- VCD cover
- Directed by: Thriller Manju
- Written by: Kamala Sarathi (dialogue)
- Screenplay by: Thriller Manju
- Story by: Thriller Manju
- Starring: Ayesha; Jai Akash; Thriller Manju;
- Cinematography: Janardhan Babu
- Edited by: T. Govardhan
- Music by: M. N. Krupakar
- Production company: Cygnuss Entertainment
- Release date: 9 July 2010;
- Country: India
- Language: Kannada

= Jayahe =

Indian Kannada-language action drama film

Jayahe is a 2010 Indian Kannada-language action drama film directed by Thriller Manju starring Ayesha in the titular role, Jai Akash and himself with Gowri Pandit and Avinash in a supporting role. The film was released to mixed reviews, but was a box office success.

==Plot==
Jaya goes to Bangkok in search of her missing father Sushilkumar, who is a software engineer. Since the kidnappers are marital artists, she wants to learn techniques to fight them and goes to Dhrona to learn them.

==Production==
Tirupati-based Ayesha (dubbed as Lady Bruce Lee) has a black belt in karate and trained under her father Habib since she was one-year-old.

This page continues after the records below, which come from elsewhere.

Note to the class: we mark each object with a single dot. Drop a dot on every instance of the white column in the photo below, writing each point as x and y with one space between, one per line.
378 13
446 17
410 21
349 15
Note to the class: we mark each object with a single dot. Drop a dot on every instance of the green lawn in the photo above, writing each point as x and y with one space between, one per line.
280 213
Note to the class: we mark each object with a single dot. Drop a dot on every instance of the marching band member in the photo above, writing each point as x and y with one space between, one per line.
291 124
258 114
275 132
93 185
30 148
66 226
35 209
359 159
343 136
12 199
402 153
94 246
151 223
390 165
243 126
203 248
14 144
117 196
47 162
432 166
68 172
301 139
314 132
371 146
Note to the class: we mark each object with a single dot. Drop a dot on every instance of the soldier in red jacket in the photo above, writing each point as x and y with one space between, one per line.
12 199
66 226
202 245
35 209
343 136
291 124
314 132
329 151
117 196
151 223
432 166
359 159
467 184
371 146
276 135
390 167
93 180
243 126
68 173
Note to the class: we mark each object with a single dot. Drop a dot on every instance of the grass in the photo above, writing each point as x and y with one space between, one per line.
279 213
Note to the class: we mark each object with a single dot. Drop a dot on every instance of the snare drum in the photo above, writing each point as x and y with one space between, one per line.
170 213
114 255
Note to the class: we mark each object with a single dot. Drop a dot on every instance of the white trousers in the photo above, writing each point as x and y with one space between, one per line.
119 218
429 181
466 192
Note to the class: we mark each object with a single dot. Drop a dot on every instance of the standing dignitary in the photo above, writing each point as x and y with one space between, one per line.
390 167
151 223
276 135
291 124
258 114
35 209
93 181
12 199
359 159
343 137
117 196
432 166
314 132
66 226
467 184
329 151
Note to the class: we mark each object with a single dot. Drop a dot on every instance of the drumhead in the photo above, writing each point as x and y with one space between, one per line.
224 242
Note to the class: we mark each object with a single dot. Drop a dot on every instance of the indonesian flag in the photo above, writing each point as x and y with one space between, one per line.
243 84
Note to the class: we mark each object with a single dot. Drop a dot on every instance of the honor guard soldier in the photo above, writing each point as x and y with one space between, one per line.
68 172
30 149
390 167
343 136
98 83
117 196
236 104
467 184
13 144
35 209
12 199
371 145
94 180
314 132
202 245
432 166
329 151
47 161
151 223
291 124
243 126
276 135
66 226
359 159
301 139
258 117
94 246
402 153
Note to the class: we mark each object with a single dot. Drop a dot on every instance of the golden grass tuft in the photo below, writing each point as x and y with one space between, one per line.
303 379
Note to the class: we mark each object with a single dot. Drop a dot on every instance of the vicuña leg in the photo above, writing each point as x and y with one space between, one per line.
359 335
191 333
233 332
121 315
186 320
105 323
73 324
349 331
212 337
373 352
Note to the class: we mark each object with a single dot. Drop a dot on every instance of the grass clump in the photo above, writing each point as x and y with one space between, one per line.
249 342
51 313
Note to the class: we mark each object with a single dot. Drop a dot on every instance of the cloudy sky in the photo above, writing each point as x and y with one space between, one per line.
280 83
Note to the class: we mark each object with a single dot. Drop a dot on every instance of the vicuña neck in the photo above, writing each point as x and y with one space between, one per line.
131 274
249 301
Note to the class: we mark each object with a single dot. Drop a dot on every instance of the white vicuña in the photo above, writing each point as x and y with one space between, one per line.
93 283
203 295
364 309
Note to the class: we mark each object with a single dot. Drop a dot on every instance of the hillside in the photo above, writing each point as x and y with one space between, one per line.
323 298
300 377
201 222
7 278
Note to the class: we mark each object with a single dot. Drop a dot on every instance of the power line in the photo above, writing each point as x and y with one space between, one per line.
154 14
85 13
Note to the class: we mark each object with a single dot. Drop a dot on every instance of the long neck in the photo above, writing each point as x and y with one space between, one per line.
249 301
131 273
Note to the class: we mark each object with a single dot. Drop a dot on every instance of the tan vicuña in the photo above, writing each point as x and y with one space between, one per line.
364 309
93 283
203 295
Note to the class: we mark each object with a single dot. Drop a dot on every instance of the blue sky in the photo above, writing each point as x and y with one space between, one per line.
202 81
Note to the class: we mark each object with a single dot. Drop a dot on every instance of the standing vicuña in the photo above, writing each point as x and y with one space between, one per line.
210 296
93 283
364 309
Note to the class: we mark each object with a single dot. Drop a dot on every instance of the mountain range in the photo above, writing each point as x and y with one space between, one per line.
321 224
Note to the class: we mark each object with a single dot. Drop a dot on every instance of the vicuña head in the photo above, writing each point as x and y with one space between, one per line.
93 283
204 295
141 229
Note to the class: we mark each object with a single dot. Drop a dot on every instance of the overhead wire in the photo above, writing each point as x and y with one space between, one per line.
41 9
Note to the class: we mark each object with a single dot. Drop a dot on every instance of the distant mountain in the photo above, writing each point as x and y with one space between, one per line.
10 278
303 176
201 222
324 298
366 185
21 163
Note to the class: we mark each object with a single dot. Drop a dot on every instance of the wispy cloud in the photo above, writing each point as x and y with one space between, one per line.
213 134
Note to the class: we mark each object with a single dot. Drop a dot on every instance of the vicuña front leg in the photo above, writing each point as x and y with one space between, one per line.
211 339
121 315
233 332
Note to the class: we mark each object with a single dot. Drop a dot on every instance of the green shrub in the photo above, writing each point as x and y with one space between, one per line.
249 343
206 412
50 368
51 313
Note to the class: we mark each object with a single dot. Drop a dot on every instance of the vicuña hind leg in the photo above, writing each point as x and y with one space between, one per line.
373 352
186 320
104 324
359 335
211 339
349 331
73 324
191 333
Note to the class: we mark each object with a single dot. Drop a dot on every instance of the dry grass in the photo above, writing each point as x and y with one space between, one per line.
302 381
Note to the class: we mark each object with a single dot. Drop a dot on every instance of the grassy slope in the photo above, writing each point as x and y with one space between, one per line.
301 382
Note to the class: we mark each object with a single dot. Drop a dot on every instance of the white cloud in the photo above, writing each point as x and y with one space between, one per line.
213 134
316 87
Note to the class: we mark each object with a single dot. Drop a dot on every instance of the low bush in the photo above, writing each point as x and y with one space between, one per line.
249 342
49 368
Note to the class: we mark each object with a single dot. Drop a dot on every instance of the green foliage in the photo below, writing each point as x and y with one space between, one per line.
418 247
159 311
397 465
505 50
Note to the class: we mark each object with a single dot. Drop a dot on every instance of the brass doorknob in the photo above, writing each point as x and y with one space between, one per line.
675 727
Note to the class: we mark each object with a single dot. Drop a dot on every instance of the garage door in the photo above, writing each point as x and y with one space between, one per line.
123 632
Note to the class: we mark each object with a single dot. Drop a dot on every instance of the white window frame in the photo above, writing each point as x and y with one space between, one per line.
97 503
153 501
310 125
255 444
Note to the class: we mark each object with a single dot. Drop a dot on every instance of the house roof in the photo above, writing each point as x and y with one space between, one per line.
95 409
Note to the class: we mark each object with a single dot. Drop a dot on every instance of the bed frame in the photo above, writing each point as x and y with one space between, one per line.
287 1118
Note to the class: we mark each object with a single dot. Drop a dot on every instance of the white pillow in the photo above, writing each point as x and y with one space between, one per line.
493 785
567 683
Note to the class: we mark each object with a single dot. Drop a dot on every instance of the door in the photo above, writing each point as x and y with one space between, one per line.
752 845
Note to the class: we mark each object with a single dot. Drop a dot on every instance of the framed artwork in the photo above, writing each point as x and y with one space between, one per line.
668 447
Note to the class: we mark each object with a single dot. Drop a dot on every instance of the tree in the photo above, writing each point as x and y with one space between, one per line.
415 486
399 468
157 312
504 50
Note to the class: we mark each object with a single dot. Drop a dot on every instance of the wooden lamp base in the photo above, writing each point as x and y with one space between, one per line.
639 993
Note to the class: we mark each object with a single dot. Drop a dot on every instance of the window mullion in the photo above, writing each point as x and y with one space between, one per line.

Thriller Manju and Ayesha previously worked together for Shabda (2002), but this film marks her lead debut. The film was extensively shot in Coorg. There are approximately eight fights in the movie that each less than one-and-a-half minute long. She performed all of her stunts without a stunt double.

==Soundtrack==

The soundtrack was composed by M. N. Krupakar with lyrics by Thriller Manju.

Track listing
| No. | Title | Singer(s) | Length |
|---|---|---|---|
| 1. | "Hechchu Kammi" | Sneha | 4:49 |
| 2. | "Anuragada" | Sagar, Priya Yadav | 4:33 |
| 3. | "Bandalu Nagini" | Krishnavaedhan Kulkarni | 3:44 |
| 4. | "Cheluve" | Krupakar, Priyadarshini | 5:13 |
| 5. | "Anuragada" (Pathos) | Sudhindra | 4:52 |
| 6. | "Roshavesha" | Krupakar | 3:44 |
| Total length: |  |  | 26:55 |

==Release and reception==
The film was a box office success and the film was subsequently dubbed in other languages.

A critic from IANS rated the film 1/5 stars and wrote, "Jayahe is a badly made film. Watch it at your own risk". A critic from The New Indian Express wrote, "The movie is worth watching if you are interested in action scenes".